After two disastrous autumn selling seasons, this one has to deliver – and that means a big upturn in average prices. Bluetongue zoning doesn’t look like it’s going to be a major problem – although buyers in the south and midlands are making it clear they’d prefer to buy lambs that have already been jabbed.
All eyes have been on the shearling sales in recent weeks and at Skipton on Tuesday the demand for 3500 Mules confirmed that this autumn’s trade for breeding sheep could be the best for years.
“A very nice, steady trade with sheep looking well despite the difficult summer weather. The best shearlings were £100-£110 with good sheep making £85-£95 and an overall average of £83. The higher fat lamb price is helping and it’s certainly encouraging for the gimmer sales to come,” said Skipton market auctioneer John Hanson.
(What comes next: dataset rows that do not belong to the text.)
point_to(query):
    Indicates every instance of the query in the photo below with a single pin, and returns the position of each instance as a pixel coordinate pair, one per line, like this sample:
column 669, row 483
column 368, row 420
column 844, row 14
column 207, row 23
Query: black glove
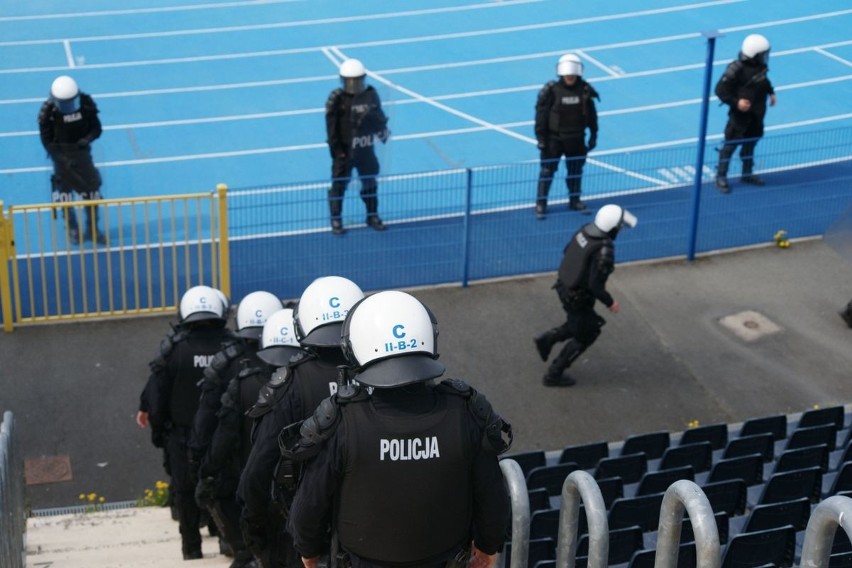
column 593, row 142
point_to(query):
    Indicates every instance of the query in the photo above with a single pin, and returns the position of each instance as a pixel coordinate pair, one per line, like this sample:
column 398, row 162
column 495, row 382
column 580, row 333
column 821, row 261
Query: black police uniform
column 173, row 394
column 67, row 139
column 407, row 477
column 562, row 115
column 353, row 123
column 292, row 395
column 745, row 78
column 589, row 259
column 217, row 471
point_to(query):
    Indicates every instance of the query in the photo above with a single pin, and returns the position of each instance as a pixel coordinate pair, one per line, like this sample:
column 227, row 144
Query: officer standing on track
column 744, row 87
column 407, row 476
column 588, row 261
column 291, row 395
column 68, row 123
column 172, row 393
column 563, row 111
column 354, row 119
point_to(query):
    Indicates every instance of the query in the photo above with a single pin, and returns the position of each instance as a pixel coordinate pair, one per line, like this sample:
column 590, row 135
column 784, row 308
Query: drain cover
column 750, row 325
column 47, row 469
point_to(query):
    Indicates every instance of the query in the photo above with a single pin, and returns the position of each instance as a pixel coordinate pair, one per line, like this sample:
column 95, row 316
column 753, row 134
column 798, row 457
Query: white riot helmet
column 569, row 64
column 278, row 342
column 65, row 94
column 755, row 46
column 253, row 312
column 391, row 339
column 201, row 303
column 610, row 218
column 322, row 309
column 352, row 75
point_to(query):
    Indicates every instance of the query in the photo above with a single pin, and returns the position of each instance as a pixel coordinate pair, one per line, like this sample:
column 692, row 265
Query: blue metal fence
column 12, row 515
column 457, row 226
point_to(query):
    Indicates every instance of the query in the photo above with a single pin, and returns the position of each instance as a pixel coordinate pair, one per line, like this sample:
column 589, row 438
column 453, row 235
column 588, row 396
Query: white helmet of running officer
column 755, row 46
column 611, row 218
column 569, row 64
column 253, row 312
column 391, row 340
column 278, row 342
column 322, row 309
column 352, row 75
column 65, row 94
column 201, row 303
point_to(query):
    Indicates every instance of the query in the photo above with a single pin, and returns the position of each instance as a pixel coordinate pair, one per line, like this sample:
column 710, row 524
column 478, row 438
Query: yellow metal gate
column 154, row 249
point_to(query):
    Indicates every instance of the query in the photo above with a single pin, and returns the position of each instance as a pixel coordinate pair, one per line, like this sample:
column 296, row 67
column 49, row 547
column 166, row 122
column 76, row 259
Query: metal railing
column 154, row 249
column 13, row 520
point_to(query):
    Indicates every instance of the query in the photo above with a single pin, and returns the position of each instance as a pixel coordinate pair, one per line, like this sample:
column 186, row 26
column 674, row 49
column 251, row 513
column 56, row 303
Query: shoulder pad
column 270, row 393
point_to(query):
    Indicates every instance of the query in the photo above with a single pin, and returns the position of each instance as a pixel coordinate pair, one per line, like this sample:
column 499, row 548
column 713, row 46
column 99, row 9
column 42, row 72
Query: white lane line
column 137, row 11
column 835, row 57
column 468, row 130
column 288, row 24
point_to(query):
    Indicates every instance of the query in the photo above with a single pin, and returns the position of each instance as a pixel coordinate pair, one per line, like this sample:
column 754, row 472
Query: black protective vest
column 580, row 252
column 397, row 469
column 316, row 380
column 186, row 368
column 568, row 108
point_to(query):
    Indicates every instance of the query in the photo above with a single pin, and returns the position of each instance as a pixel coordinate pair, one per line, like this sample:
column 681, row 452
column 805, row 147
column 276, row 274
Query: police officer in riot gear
column 218, row 469
column 563, row 111
column 354, row 120
column 291, row 395
column 409, row 475
column 588, row 261
column 68, row 123
column 744, row 87
column 172, row 394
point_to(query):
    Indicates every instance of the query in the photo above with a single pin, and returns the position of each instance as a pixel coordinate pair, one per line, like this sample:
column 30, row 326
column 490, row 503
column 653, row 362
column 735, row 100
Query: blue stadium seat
column 763, row 444
column 659, row 481
column 630, row 468
column 716, row 434
column 750, row 550
column 585, row 455
column 775, row 425
column 652, row 444
column 698, row 455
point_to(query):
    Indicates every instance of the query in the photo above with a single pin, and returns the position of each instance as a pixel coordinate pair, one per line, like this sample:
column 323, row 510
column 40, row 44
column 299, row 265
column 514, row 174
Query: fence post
column 702, row 141
column 5, row 284
column 466, row 227
column 224, row 247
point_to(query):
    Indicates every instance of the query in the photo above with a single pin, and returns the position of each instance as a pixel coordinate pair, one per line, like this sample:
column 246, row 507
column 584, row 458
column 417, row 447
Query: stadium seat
column 750, row 550
column 550, row 477
column 629, row 468
column 659, row 481
column 813, row 436
column 528, row 460
column 586, row 456
column 790, row 485
column 698, row 455
column 642, row 511
column 652, row 444
column 611, row 489
column 730, row 496
column 763, row 444
column 622, row 544
column 775, row 425
column 794, row 513
column 801, row 458
column 686, row 557
column 748, row 468
column 716, row 434
column 819, row 416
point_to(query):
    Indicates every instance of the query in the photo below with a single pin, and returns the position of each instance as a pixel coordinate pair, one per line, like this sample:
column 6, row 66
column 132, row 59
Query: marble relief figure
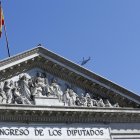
column 26, row 89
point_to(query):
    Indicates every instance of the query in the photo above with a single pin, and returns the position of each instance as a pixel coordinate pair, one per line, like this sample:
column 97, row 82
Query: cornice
column 23, row 113
column 67, row 70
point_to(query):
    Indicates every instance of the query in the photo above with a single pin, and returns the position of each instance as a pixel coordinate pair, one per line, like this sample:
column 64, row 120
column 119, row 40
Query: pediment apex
column 88, row 80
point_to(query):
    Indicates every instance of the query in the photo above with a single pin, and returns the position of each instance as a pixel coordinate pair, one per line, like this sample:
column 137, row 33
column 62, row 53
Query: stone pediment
column 40, row 77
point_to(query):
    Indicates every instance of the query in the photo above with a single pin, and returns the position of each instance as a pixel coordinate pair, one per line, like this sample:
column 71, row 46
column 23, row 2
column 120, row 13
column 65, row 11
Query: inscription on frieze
column 54, row 132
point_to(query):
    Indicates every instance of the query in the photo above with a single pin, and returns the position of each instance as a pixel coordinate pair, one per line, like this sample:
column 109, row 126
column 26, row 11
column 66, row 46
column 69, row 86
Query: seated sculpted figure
column 8, row 85
column 18, row 98
column 3, row 97
column 81, row 101
column 24, row 89
column 55, row 90
column 89, row 100
column 107, row 103
column 41, row 86
column 66, row 97
column 100, row 103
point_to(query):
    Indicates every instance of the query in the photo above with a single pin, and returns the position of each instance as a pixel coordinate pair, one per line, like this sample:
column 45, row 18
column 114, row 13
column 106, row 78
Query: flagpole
column 7, row 44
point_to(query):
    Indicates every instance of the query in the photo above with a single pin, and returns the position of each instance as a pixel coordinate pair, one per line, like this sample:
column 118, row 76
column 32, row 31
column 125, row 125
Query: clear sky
column 106, row 30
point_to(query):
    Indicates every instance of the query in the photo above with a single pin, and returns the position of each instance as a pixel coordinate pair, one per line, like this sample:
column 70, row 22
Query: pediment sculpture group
column 25, row 90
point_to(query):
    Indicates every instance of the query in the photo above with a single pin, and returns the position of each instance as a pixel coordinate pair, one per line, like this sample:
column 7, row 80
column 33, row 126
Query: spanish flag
column 1, row 19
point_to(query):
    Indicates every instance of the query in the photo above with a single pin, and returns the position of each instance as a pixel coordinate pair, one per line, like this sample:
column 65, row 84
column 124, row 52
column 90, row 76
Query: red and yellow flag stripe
column 1, row 20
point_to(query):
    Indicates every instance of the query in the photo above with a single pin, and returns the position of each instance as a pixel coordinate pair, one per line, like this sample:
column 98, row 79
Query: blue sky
column 106, row 30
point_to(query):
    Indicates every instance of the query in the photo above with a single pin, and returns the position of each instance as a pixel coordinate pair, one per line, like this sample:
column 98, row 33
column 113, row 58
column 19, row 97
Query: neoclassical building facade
column 45, row 96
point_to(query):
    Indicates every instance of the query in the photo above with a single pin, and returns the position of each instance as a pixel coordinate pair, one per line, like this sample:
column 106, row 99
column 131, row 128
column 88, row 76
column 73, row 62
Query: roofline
column 42, row 50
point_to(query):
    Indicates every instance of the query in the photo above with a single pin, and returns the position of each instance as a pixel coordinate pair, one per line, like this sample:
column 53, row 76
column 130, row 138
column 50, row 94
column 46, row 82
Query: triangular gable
column 89, row 89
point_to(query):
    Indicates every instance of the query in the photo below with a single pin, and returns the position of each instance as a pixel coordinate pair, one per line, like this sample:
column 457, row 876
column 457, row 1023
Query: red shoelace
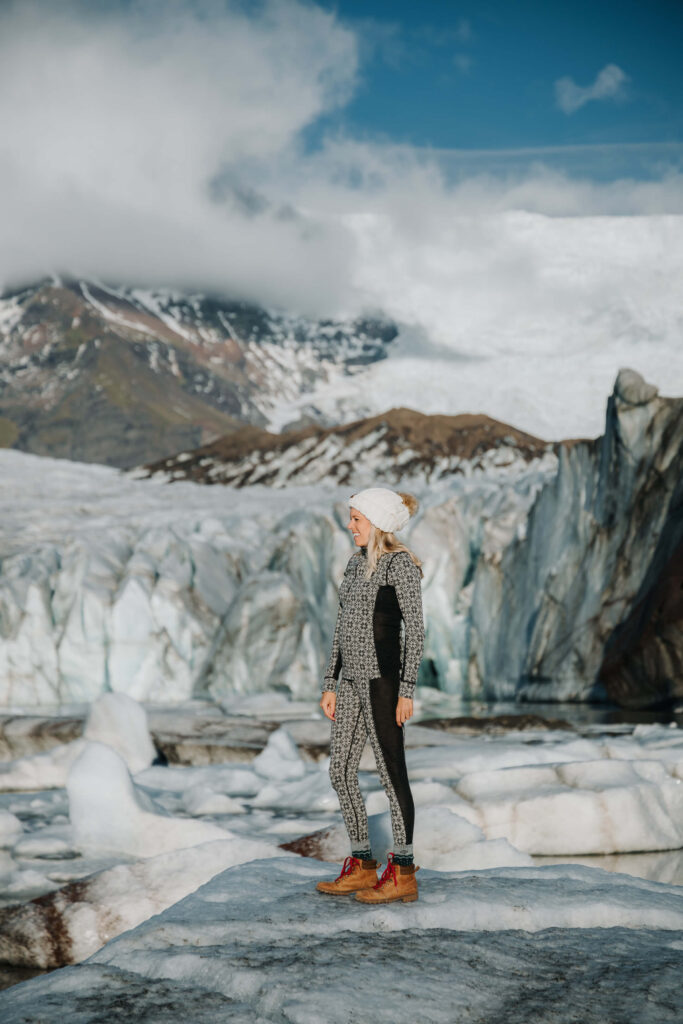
column 388, row 872
column 349, row 864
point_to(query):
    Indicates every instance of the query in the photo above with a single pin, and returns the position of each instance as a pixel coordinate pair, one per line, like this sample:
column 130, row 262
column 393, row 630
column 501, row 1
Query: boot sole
column 395, row 899
column 337, row 892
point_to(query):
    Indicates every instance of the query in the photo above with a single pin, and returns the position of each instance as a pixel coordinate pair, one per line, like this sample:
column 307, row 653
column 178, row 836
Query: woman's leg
column 380, row 697
column 348, row 738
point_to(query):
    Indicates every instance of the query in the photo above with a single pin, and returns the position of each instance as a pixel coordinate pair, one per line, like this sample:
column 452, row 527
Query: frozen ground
column 257, row 943
column 105, row 841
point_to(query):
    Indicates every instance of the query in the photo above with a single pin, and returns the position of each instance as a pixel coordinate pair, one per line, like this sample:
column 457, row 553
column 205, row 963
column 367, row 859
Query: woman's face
column 359, row 526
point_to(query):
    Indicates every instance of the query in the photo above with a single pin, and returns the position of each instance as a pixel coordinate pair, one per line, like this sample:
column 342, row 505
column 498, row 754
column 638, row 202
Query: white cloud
column 609, row 84
column 117, row 123
column 165, row 146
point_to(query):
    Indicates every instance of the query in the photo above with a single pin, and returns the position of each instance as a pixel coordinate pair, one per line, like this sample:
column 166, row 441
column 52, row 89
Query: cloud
column 609, row 84
column 164, row 144
column 117, row 123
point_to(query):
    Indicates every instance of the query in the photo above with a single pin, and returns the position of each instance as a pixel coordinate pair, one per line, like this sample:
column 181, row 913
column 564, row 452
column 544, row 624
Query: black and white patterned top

But as soon as the gavel started to fall on the first lots sold at Bicester earlier this month it looked like the breeding sheep market was on the up. The traditional Bicester Fair has been split into several sales this summer, but the first session proved to be a bonanza with many vendors taken aback as theaves started to show a £20 lift on the year.
Suffolk-cross theaves were a flyer at the first Bicester sale reaching £106. Good-quality North of England Mule theaves made up to £90 apiece with plenty in the £80-£85 range – a rise of about £7 a head.
Bicester Fair auctioneer Simon Draper leaves his job at Thame market on 1 September to move into the heart of Mule and Swaledale country with Harrison and Hetherington at Kirkby Stephen, Cumbria.
He reckons his regular theave vendors at Bicester are expecting a strong gimmer lamb trade when they head north to re-stock. “Our second sale at Bicester last week saw Suffolk cross theaves a bit lower and averaging £80. Mules, too, were a little easier at about £74. But prices for Mule gimmer lambs will definitely be up, although it’s a brave man who can say by how much. I might stick my neck out and predict that running lambs could look the dearest this autumn.”
Prime lamb returns up at least £10 a head so far this summer – and predictions for prices to remain firm – are only helping to off-set rising costs for finishers rather than lift profits. But with plenty of cull ewes making £80, there’s a degree of cash and confidence in the market place – but it now needs to head north.
Buckinghamshire sheep farmer Eddie Bulman fared well at Bicester’s first sale and sold 360 Suffolk-cross ewes to average £92.53. “Gimmer lamb breeders will be pleased the Bicester trade was good. A month ago I might have said gimmer lambs would be on fire, but I think it’s more sensible to say they will show a significant increase.”
Fears among Mule producers that the prospect of high corn incomes might drive more land on big estates in the south go under the plough aren’t seen as a major threat to the gimmer lamb trade as corn prices disappoint.
“A truck, a dog, a dosing gun and some electric wire – and you’re in the sheep business for a lot less money than you can grow corn,” says Mr Bulman.
But Northumberland Mule breeder Willie Wetherspoon of Houseteads, Hexham, says gimmer lambs need to make £60-£70 apiece this autumn.
“The hill sector is in a serious cash crisis and needs a big injection of income from these gimmer lambs. We’re all sinking under the huge increases in costs and the effect of two catastrophic autumn seasons.
“Gimmer lambs have got to be substantially up in price to keep us in business. This is going to be a critical time for Mule producers,” says Mr Wetherspoon, who has 250 North of England Mule gimmer lambs to sell.